People who live in flyover country have grown accustomed to being reprimanded by the California entertainment elites--all those beautiful people who are so cool and sensitive. We've endured public scoldings from the California legislature, which passed a law that bars state-funded travel to eight of California's sister states.

And now we find that Hollywood, the capital of coolness, has been enabling a sexual predator and accused rapist for decades. Everyone in the movie business knew Harvey Weinstein was preying on vulnerable women. His own company knew; in fact Harvey's employment contract contained a clause obligating Weinstein to reimburse his employer for future sexual abuse lawsuits (he had already settled with eight accusers) and to pay escalating penalties for future sexual assault complaints.
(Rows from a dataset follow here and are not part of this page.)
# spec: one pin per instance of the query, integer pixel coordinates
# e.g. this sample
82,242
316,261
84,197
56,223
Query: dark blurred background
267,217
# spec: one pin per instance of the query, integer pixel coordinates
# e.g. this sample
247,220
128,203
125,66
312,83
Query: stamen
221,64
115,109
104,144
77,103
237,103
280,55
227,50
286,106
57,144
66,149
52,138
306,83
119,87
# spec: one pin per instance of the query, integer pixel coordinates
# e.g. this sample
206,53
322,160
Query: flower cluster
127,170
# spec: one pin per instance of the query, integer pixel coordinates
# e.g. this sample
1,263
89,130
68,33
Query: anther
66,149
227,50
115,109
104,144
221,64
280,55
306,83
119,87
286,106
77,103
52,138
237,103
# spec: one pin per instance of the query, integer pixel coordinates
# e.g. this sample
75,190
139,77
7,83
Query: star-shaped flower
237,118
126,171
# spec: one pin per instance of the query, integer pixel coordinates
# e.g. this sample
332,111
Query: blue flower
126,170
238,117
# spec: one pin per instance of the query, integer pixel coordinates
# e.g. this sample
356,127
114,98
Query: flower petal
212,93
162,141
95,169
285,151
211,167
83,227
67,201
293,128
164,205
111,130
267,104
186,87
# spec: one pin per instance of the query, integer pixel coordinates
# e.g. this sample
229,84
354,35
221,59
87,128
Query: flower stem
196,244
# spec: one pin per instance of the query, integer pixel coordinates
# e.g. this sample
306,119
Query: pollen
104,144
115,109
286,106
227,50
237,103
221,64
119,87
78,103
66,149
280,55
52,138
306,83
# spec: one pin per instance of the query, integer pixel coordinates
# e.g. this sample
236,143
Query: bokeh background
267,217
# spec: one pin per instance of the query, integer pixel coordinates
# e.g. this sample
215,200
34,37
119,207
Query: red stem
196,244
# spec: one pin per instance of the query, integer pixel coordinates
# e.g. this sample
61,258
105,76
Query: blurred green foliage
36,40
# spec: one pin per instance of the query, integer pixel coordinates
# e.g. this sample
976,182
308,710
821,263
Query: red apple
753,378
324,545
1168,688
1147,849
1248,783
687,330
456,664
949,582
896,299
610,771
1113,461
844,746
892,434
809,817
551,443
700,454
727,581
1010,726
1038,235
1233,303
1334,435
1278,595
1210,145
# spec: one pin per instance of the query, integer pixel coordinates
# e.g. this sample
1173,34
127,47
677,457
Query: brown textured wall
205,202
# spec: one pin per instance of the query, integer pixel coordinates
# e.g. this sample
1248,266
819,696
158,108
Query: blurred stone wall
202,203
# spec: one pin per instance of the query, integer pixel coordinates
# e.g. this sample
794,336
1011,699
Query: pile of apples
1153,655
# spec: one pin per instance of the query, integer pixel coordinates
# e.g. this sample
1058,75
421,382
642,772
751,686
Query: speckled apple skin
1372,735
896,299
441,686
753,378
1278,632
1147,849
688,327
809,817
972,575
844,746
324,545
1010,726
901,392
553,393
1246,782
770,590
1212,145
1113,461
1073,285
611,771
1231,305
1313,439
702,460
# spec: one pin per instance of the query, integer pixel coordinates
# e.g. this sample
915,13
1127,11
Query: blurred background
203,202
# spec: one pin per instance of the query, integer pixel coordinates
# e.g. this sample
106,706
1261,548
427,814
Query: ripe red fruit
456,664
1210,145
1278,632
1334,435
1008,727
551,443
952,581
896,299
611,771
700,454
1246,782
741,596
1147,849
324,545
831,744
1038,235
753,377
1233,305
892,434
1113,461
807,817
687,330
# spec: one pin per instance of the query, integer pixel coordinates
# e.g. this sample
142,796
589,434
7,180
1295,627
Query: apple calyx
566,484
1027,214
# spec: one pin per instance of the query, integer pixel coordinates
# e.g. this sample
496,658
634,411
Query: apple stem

And then came the Napa-Sonoma wildfires, which have killed at least 40 people and scorched 350 square miles of the California wine country. Firefighters are pouring in from all over the United States to help fight these fires--including firefighters from North Carolina, which is under California's travel ban.

Do you think the California legislature will bar North Carolina fire crews from tackling the blaze in the Napa Valley? No, of course not. California's politicians want all the help the state can get to put out the deadliest wildfire in California history--even help from insensitive North Carolinians.

Do you think Hollywood will ask the folks in flyover country to boycott all the  movies associated with Harvey Weinstein? No. The movie industry depends on the rubes to buy movie tickets and $10 popcorn. Puh-leeze buy a ticket to see all the movies Harvey Weinstein and his cronies vomited into American culture.

Do you think any of Hollywood's supercilious, pompous asses will apologize to middle America for all the judgmental lectures they delivered while they covered up the Weinstein scandal? No, I don't think so.

But it is not my purpose to scold Hollywood or California politicians now that the Golden State's hypocrisy has been exposed. I don't wish to descend to the level of Alex Baldwin.

No, I wish to evoke the spirit of Woody Guthrie, the great folk singer and Dust Bowl refugee who migrated to California during the Great Depression, back in the days when California state troopers turned Okies away at the state border.
"This land is your land," Guthrie sang. "this land is my land.


From the California to the New York island
From the Redwood Forest
To the Gulf Stream watersThis land was made for you and me.



So this is my message to California:

We, the people of flyover country, grieve for you as you battle the Napa-Sonoma wildfires, and fire crews from all over America will come to help. We'll even continue watching the retched movies that Hollywood grinds out ever year.